Melody, Beauty and Lifestyle Influencer
If you are looking to better understanding the Black Lives Matter movement, specifically the rallying cry against police brutality, I recommend carving out 100 minutes to watch Ava Duvernay’s award-winning documentary 13th (currently available for free on Netflix). It’s a crash course on the history of policing and prisons in this country after the passing of the Constitution’s 13th Amendment. The film connects the dots between the abolishment of slavery and the mass incarceration of Black Americans as we know it today. While the amendment ended involuntary servitude, there was one notable exception: penal labor. This “loophole” was exploited by states and used to force freed slaves back into servitude. An extensive list of scholars, commentators, and history makers are featured as the film details how incarceration rates have soared, documenting the parallels with increased criminalization and disenfranchisement of Black Americans. Spoiler alert — the film opens with the startling statistic that the U.S. makes up only 5 percent of the global population but accounts for 25 percent of the world’s prisoners, which begs the question, why? Ava Duvernay’s 13th answers that question and how it has fueled the Black Lives Matter movement’s demand for change.

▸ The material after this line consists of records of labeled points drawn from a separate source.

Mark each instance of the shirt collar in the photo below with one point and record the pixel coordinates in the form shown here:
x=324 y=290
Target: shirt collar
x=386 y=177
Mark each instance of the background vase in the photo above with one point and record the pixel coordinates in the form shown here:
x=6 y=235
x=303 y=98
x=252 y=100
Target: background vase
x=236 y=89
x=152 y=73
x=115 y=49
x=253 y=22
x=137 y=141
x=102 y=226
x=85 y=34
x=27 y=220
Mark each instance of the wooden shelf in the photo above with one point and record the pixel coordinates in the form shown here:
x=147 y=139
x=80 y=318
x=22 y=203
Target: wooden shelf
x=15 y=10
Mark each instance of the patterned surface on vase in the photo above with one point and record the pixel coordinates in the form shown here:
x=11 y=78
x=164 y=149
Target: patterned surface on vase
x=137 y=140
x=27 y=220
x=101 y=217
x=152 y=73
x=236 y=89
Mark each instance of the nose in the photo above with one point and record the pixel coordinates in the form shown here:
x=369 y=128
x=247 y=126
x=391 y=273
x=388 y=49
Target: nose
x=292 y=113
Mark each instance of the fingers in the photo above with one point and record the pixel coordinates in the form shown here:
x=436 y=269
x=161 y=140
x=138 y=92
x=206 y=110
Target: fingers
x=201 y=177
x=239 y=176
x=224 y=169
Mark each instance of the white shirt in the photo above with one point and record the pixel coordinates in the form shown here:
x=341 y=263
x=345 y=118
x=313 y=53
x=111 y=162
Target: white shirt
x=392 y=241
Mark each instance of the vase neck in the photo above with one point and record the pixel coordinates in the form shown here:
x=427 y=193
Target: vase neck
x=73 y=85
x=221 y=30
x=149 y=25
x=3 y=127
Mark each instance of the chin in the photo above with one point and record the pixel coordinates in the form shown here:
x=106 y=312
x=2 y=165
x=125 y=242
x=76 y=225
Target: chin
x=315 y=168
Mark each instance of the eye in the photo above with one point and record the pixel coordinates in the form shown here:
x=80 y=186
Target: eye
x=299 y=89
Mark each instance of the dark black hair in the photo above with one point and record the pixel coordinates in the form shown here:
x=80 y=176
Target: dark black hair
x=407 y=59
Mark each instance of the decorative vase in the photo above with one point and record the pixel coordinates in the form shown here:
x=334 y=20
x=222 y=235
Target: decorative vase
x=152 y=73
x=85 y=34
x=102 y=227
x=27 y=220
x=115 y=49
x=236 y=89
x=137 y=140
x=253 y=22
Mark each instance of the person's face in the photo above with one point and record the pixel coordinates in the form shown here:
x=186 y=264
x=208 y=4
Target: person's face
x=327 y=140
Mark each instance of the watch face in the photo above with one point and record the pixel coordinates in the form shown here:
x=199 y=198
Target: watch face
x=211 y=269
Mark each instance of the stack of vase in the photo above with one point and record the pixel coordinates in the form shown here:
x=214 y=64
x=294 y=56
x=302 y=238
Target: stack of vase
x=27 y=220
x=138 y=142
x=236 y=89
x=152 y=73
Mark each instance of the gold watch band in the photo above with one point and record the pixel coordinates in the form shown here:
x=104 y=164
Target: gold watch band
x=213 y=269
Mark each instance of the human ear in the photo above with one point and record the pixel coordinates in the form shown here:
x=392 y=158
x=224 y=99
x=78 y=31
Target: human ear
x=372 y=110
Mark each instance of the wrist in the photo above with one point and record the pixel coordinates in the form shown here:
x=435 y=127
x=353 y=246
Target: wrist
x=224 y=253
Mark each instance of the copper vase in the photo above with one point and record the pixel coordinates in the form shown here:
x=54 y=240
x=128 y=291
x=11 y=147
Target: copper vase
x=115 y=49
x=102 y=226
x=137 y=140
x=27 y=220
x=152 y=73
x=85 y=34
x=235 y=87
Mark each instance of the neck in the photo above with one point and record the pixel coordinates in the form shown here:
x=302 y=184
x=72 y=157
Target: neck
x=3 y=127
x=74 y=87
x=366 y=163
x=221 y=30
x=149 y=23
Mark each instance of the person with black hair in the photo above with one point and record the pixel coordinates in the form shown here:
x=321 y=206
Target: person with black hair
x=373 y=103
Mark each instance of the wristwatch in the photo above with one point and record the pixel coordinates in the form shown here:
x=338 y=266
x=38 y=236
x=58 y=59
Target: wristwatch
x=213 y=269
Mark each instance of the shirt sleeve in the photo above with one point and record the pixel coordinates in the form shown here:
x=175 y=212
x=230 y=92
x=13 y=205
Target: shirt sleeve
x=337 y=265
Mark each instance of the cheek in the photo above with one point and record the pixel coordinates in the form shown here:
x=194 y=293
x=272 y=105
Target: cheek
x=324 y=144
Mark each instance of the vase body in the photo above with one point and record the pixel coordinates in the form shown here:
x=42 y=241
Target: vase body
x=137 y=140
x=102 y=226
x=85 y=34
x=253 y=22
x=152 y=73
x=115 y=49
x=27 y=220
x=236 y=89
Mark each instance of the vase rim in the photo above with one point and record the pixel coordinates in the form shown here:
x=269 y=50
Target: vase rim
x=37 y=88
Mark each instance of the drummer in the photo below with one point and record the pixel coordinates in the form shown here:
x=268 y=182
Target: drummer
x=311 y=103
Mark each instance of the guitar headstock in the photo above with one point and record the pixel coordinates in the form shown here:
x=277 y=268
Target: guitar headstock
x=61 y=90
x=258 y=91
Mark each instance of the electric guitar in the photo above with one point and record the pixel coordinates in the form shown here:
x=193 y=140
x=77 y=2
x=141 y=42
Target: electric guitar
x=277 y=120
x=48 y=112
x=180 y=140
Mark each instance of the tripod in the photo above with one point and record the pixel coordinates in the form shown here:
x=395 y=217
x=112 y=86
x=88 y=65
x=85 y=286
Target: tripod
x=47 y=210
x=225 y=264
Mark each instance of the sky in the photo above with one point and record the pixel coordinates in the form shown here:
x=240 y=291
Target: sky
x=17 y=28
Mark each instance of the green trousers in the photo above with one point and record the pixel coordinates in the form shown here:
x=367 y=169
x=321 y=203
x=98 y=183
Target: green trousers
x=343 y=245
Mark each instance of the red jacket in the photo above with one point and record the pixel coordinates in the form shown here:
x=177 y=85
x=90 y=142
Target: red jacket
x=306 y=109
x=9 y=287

Ehlie Luna, Recording Artist
It’s a strange feeling to actually have time and space to process feelings that were never really discussed. It’s always felt a bit like being a ghost in certain spaces sometimes, in that unless you’re sharing the experience, what we’re navigating is completely invisible. The first book that came to mind is Too Heavy a Yoke: Black Women & The Burden of Strength. The first movie that came to mind is When They See Us. Also, I learned about Robin DiAngelo, author of White Fragility, What Does it Mean to be White and Is Everyone Really Equal recently via YouTube.
Hana Nagel, Founder of WILD FANG HOME
While I sell vintage home decor online, my full-time job is in tech as a user experience design researcher. I help software engineers and AI research scientists develop AI models and products with the end-user in mind. As a queer Black woman in tech, I am keenly aware that the racial makeup in tech is deeply misaligned. I know how these tech solutions can skew towards white, straight users. As we move towards a world that is increasingly influenced by technology, I am impassioned to teach people how technology – and especially the data that powers these systems – is shaped by institutionalized racism. Amazon committed to stop selling facial recognition technology to the police for one year. Microsoft committed to stop selling facial recognition to police indefinitely. Tech companies know the potentially deadly impact their products can have on Black people and other marginalized communities. I hope to be a part of developing AI solutions that help all people flourish in their communities. When I was preparing this talk for the Joint Futures conference last September in Helsinki, I hesitated to speak about Tamir Rice’s murder in a design and technology-focused talk. My mentor told me, “say his name. When they give you a platform, never shut up.” Tamir Rice’s name still needs to be spoken because the cop who murdered the 12-year-old on a playground while he was playing was just rehired to the force. This is systemic racism at work. You can watch my talk by clicking this link.
Onyi Moss, Lifestyle Influencer
Who Killed Malcolm X on Netflix is a documentary that gives an insight as to how far back police brutality dates. Trial by The Media – 41 Shots is a good example of how police assume the worst of Black men even when they’re stood in front of their own home which is meant to be a safe place. The Innocence Files, also on Netflix, shows how Black men and POC have been wrongly incarcerated and the difficulties they face seeking to correct the mistakes of the system. Little Fires Everywhere is a show that has done a great job of depicting white privilege. Michelle Obama’s Becoming documentary shows how when a Black woman is seen to be educated, smart and willful, she’s deemed a threat and must be vilified. Hollywood is an example of how the world refuses to let Black people be seen or heard because they’ve convinced themselves society isn’t ready to accept them.
Lesley Thornton, Founder of KLUR
I naturally gravitate toward documentaries or workshops as a resource for my own self-education. Other people who want to pursue information about the Black experience and race relations in general, can start with learning about the past. Self-education on these topics is incredibly important because Black history has never been properly taught nor is it mandatory in most educational systems.
Film: 13th on Netflix.
Lectures: The work of Dr. Joy DeGruy, her lectures and workshops are free on YouTube.
Book recommendation: White Fragility: Why It’s So Hard for White People to Talk About Racism.
DeAnna Rivers, Style Blogger
I love to learn through documentaries and that style of the film is one of my favorites to watch. As the Black Lives Matter movement continues to grow my suggestion would be to watch When They See Us and 13th. These films are both on Netflix and give you a true understanding of the injustice that African Americans face on a daily basis. Please continue to do the work to educate yourselves even after the hype on social media begins to die down.